Non è tutto «Golden» ciò che luccica – Reuters

Viene in mente una vecchia barzelletta di Gino Bramieri. Un signore si era buttato dall’aereo con il paracadute e  la promessa di avere l’esemplare indosso, un altro di emergenza e […]

Pubblicato circa 7 anni faEdizione del 26 agosto 2017

Viene in mente una vecchia barzelletta di Gino Bramieri. Un signore si era buttato dall’aereo con il paracadute e  la promessa di avere l’esemplare indosso, un altro di emergenza e un’auto ad attenderlo a terra.

Dopo aver constatato che né il primo né il secondo paracadute si erano aperti, trepidante chiedeva: «Ma almeno la macchina c’è?».

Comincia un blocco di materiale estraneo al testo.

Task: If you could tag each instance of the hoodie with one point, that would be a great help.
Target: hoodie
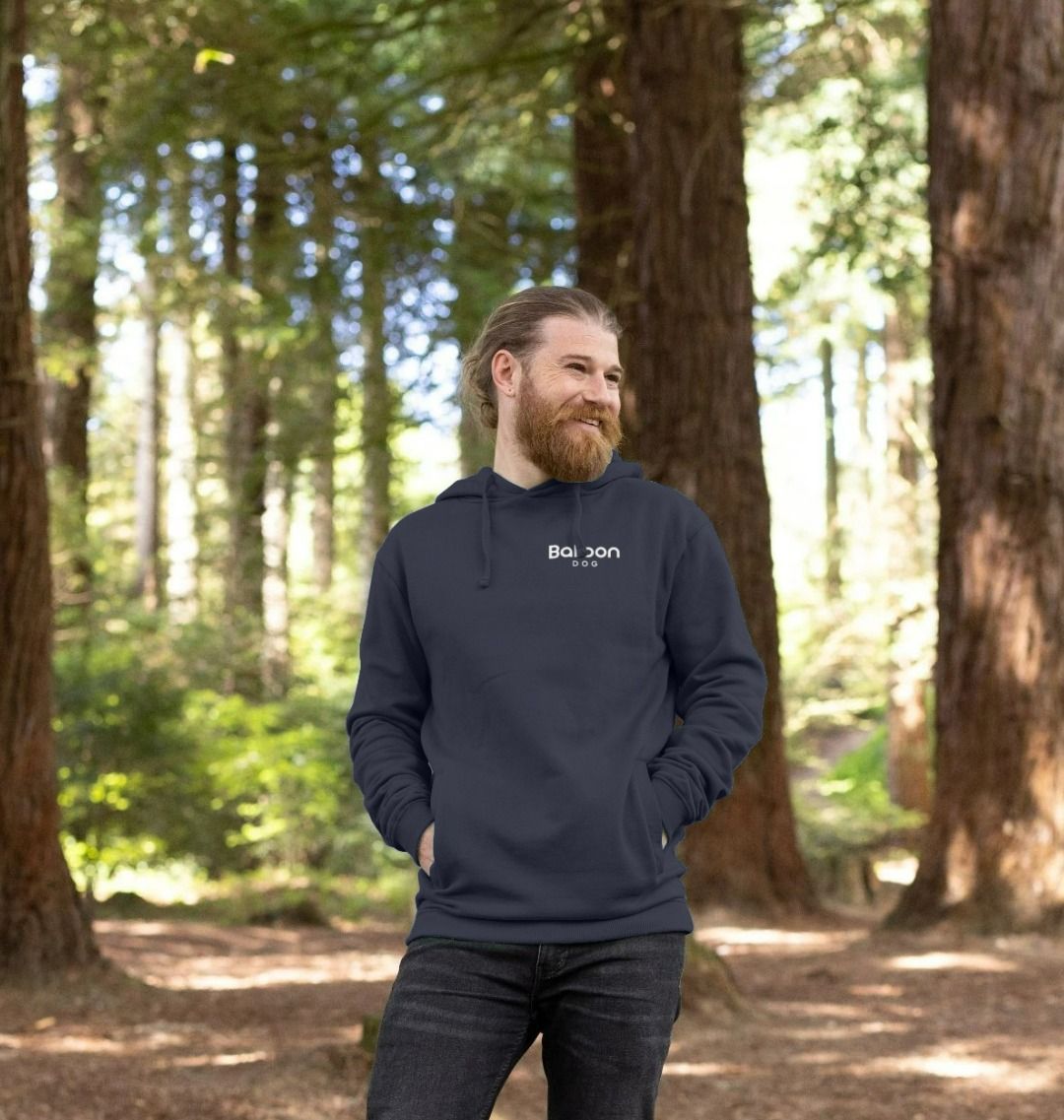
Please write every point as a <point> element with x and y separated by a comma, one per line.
<point>524,655</point>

Ecco, il «Golden power» è il marchingegno introdotto dalla legge n.56 del maggio 2012 per tutelare gli interessi nazionali nei settori sensibili per la sicurezza e in quelli strategici. Buona cosa, ma che rischia di fare la fine della macchina della barzelletta.

Arrivano i nostri, quando ormai è troppo tardi.

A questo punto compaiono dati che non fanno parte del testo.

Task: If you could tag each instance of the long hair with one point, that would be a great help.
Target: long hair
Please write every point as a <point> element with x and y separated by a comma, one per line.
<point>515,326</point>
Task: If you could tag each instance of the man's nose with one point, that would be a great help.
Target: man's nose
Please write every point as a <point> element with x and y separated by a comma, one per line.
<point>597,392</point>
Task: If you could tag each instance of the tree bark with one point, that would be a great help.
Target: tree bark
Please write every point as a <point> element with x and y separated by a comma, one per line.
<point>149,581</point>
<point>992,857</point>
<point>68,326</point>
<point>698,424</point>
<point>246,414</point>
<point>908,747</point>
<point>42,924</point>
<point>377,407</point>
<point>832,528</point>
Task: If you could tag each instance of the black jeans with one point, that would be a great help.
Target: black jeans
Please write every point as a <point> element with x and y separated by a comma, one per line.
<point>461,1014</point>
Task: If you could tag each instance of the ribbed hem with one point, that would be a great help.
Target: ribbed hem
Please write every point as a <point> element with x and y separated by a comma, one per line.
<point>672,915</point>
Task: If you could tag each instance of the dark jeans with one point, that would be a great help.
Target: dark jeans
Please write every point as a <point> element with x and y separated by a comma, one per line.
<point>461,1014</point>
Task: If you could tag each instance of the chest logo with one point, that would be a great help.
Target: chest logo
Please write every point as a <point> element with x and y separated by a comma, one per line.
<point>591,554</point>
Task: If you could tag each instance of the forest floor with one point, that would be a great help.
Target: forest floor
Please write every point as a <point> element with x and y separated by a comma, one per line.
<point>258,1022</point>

È il caso di queste ore: la presenza con il 23,94% di Vivendi in Tim-Telecom configura un vero controllo, o no? L’esercizio del potere speciale, che prima si chiamava «Golden share», ma quando lo stato aveva comunque un pezzetto di proprietà azionaria, è una misura difensiva dal peso relativo. Comunque, bene ha fatto (finalmente) il governo a istruire positivamente, attraverso un apposito comitato tecnico di palazzo Chigi riunitosi ancora ieri, una pratica almeno simbolicamente importante.

Anche perché l’intera vicenda rischiava di finire in malo modo. Non solo con la resa a un gruppo francese capitanato da Bolloré, grande amico di Sarkozy e non particolarmente vicino alla Francia di Macron, e per di più abile uomo di finanza piuttosto che di reti e contenuti. Ma con l’addio alla speranza di rivedere almeno in parte la linea fallimentare della peggiore privatizzazione italiana. Insomma, se il ricorso al «Golden power» è l’inizio di un ripensamento e non una mera ripicca dopo lo stop a Fincantieri, ben venga.

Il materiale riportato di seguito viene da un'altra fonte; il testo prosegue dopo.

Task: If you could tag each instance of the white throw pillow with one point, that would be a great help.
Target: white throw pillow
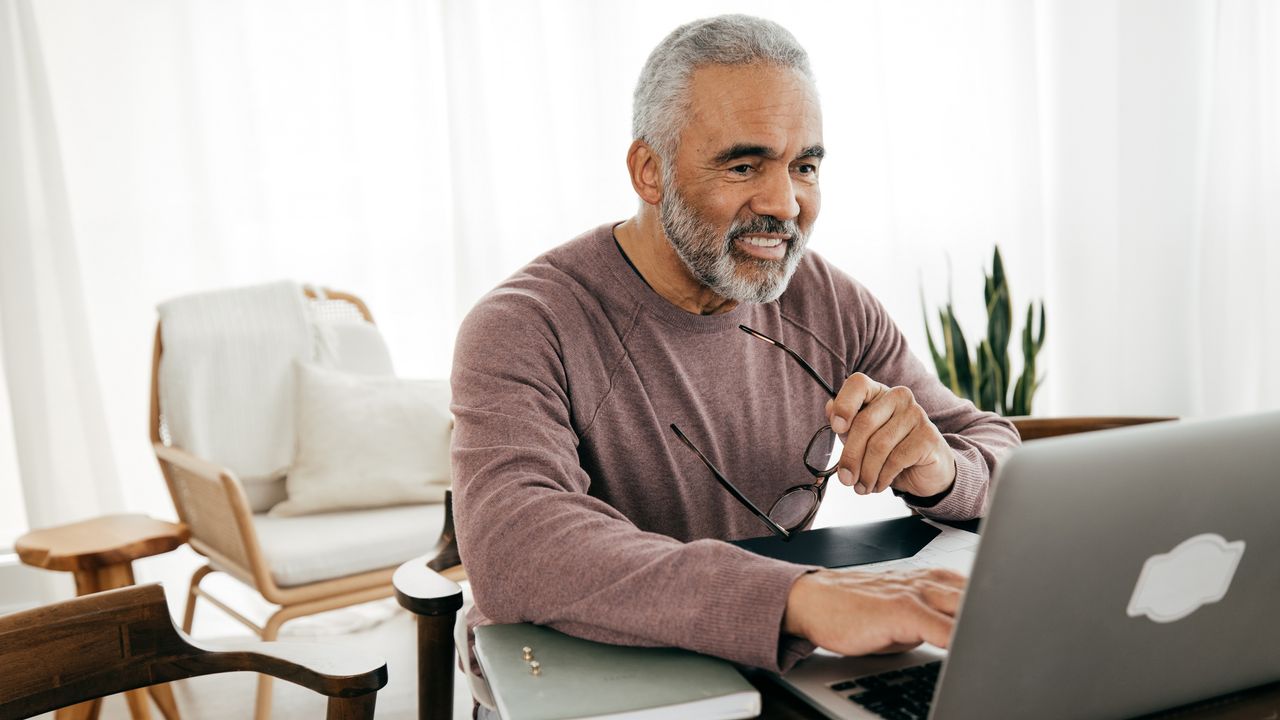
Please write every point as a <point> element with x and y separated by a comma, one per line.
<point>366,441</point>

Naturalmente, la vicenda, posto che il presidente del consiglio e l’esecutivo scelgano infine di imboccare la strada auspicata, è complessa e tortuosa. È da dimostrare, infatti, dove sta esattamente il «grave pregiudizio» evocato dalla legge, peraltro in un quadro di liberalizzazione e nei confronti delle normative comunitarie. Si possono presumere passaggi su passaggi, in uno slalom tra l’una e l’altra autorità. Tuttavia, il caso non è già risolto nei fatti come la memoria prodotta dal presidente di Tim-Telecom Arnaud de Puyfontaine vorrebbe far intendere.

Sarà in salita l’impegno del pur prestigioso gruppo di avvocati messo al lavoro da Vivendi, in quanto la normativa sulle fattispecie di controllo e collegamento è, almeno formalmente, a maglie meno larghe del passato. Il citato de Puyfontaine, di casato nobiliare e forse avvezzo ai modi cerimoniosi del censo piuttosto che al clima da football americano del mercato italiano dei media, ha dichiarato nel consiglio di fine luglio che il suo gruppo dirige e coordina la società. Del resto, a Flavio Cattaneo è stato preferito Amos Genish, proprio su indicazione francese. E qui ci vorrebbe un principe del foro alla Charles Laughton di «Testimone d’accusa», il noto capolavoro di Billy Wilder.

Staremo a vedere. Qualche domanda si affolla subito nella mente. Il «Golden power» riguarderà solo gli aspetti di sicurezza di Telecom Sparkle (collegamenti e infrastrutture), ovvero la rete nel suo complesso? Quale sarà la gradazione dell’intervento?

Infine, un cattivo pensiero. Il sottosegretario Giacomelli, in una recente intervista a La Stampa ha auspicato un intreccio tra Tim-Telecom e Mediaset. A parte l’inopportunità di tale dichiarazione da parte di chi dovrebbe essere «terzo», viene il dubbio che in qualche dove si stia ragionando sulla riacquisizione della rete da parte della sfera pubblica, pagandola lautamente ai francesi che aprirebbero magari le porte al gruppo di Berlusconi, con tanto di red carpet. Oltre tutto, in nome delle regole.

«Una carezza in un pugno», per dirla con Celentano.